When we were there, we went on some stellar hikes through ancient forests. I was in a group that did a research project trying to determine whether or not here is a dominant species in the rainforest. We looked specifically at two kinds of trees, the black booyong and the strangler fig. Black booyongs are huge and have this magnificent presence and strangler figs are unique because they start out life as seedlings in the canopy of a tree and then drop their roots down and down and down until they hit soil. After that, they continue to grow for hundreds of years, eventually encompassing the entire trunk of the host tree and killing it.
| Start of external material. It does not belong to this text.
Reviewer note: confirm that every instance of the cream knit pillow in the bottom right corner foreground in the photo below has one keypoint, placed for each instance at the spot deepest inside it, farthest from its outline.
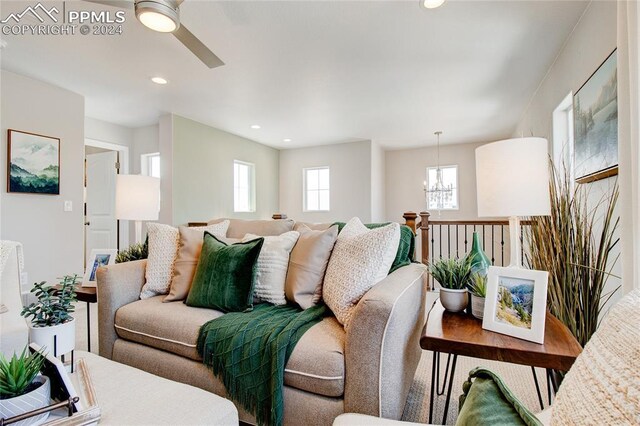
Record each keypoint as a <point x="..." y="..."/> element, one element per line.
<point x="603" y="385"/>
Crazy!
We had two early mornings (we had to be up and ready to go by 5am!) where we trapped birds and mammals. For the bird trapping, we set up mist nets, waited for half an hour, and went back and collected and branded any unlucky creature who happened to fly into the net. For the mammal trapping, we went set out a bunch of traps the night before and returned in the early morning to see what we found. My group caught a bunch of rat-like things and a few antechinus, which are arguably the cutest creatures ever. They’re mouse-sized carnivorous marsupials with these giant jaws and little pointy ears. They're extremely aggressive until they realize they're smaller than the flat of your palm. I wanted to take one home with me, but for some reason that wasn’t advised.
When it wasn’t raining, our lectures were held outside. This was spectacular, except we kept getting distracted because parrots would land on the professor’s head.
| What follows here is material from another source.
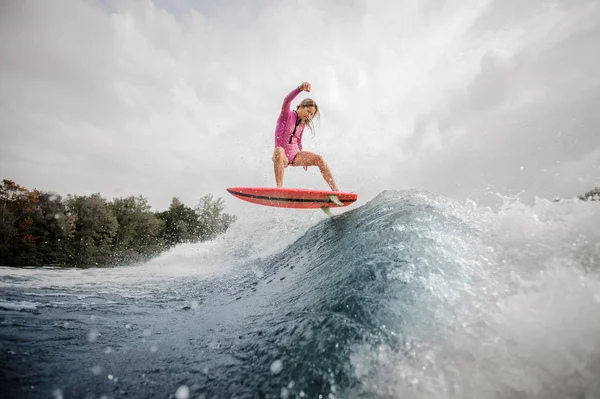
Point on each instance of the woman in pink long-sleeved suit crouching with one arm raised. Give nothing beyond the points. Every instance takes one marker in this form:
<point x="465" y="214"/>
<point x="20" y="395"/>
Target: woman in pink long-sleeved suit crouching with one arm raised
<point x="288" y="138"/>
The rainforest was wonderful in all respect except one: tree-dwelling, jumping leeches. There are so many things wrong with that statement. For one thing, leeches should not be terrestrial, and for another, they simply should not be able to jump at you. They were everywhere – around camp, in the showers (we didn’t have them in the girls’ bathroom, but they were all over the guys’ – hah!), and on any trail you might walk. I was a lucky one, or perhaps I just freaked out enough whenever I felt anything touch my body, but I only got a handful of bites (sucks?). My professor was wearing sort of enclosed sandals and got over 200 leech bites on her feet over the course of just a few hour hike. She was a bloody mess afterwards.
Anyway, enough about leeches. We were in the rainforest for four or five days before adventuring on to our next location, Carnarvon Gorge. On the eleven-hour bus ride, we were exposed to Australian culture in the form of The Castle, a popular Aussie movie from the 90s. We were supposed to spend several days at Carnarvon, learning about fire ecology and conducting studies on kangaroo social behavior (they’re everywhere there!), but sadly there we had to be evacuated after just a day because of flash floods in the area because it had been pouring for the majority of a week.
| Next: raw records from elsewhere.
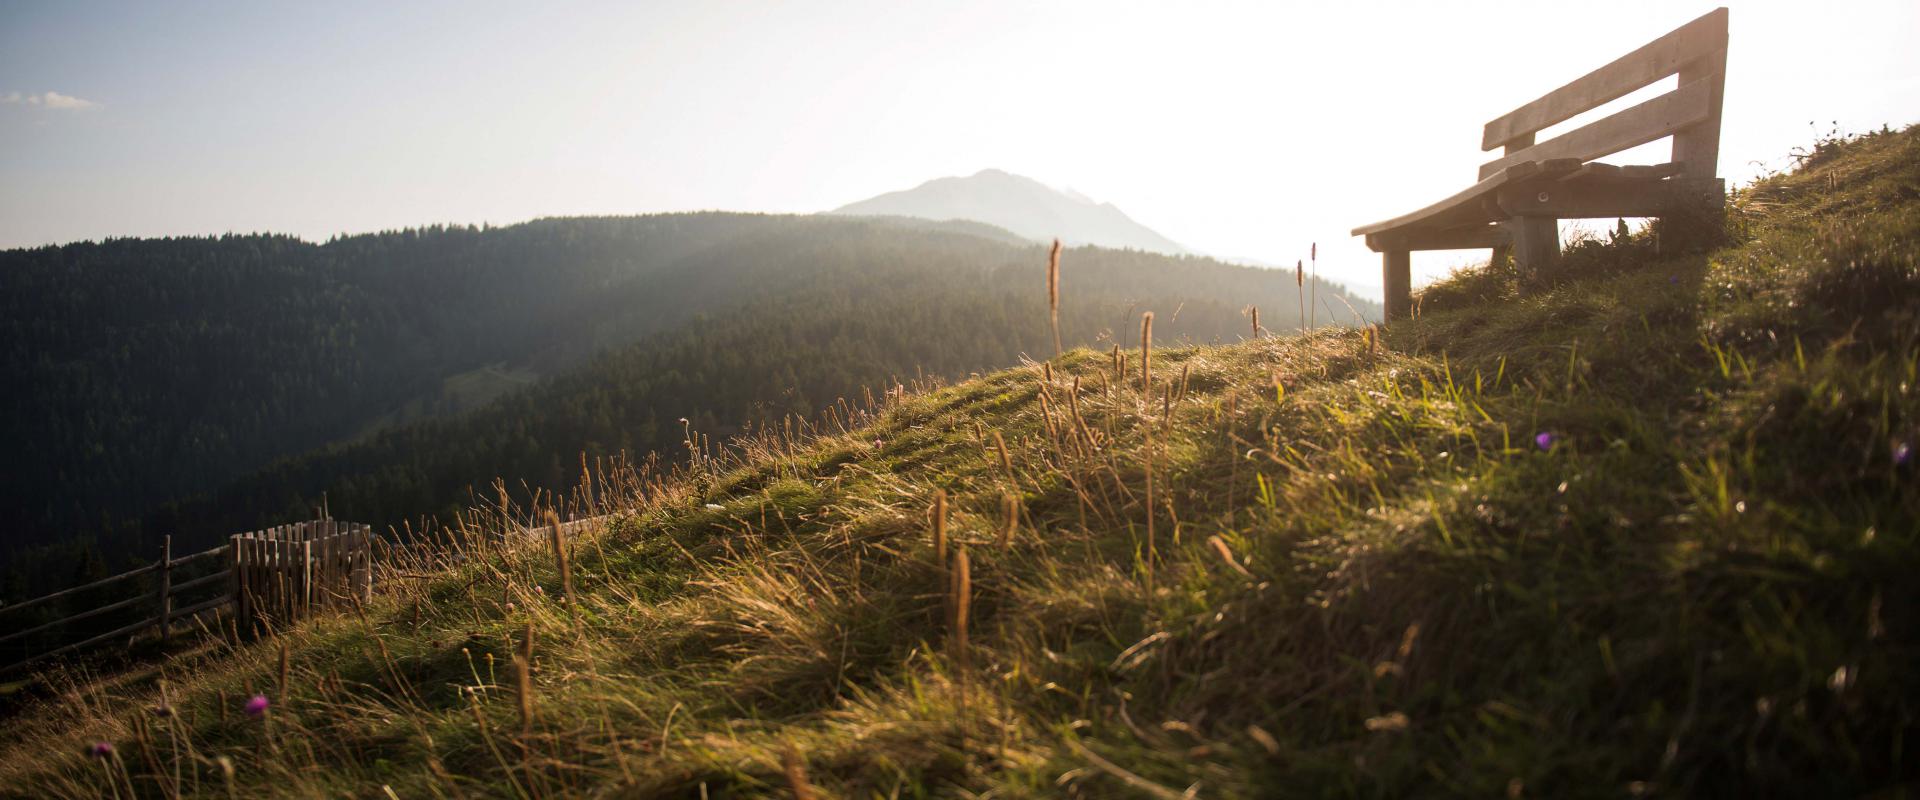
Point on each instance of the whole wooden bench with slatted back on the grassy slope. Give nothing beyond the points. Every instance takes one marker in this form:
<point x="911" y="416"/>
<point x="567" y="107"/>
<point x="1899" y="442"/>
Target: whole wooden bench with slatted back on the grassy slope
<point x="1529" y="189"/>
After some serious adventures on muddy, semi-flooded bushland dirt roads in a coach bus, we made it to Kroombit Park.
Kroombit Park is a dude ranch. We were originally supposed to just spend a night there, but because of the flooding we were there for four days. It was quite an experience – I learned how to crack a whip, ride a mechanical bull, muster cattle, and wrangle a goat in a rodeo. The professors tried their best to figure out biology-related activities for us to do, but I’d say it ended up being more of a cultural experience than a conventional research site.
And now we’re in paradise. We’re on Heron Island in the Great Barrier Reef, and I feel like I’m living in a postcard. I think this blog post is long enough as it is, so I’ll save the details for later, but I’ll leave you with this picture.
Happy February (is this really February?!?)!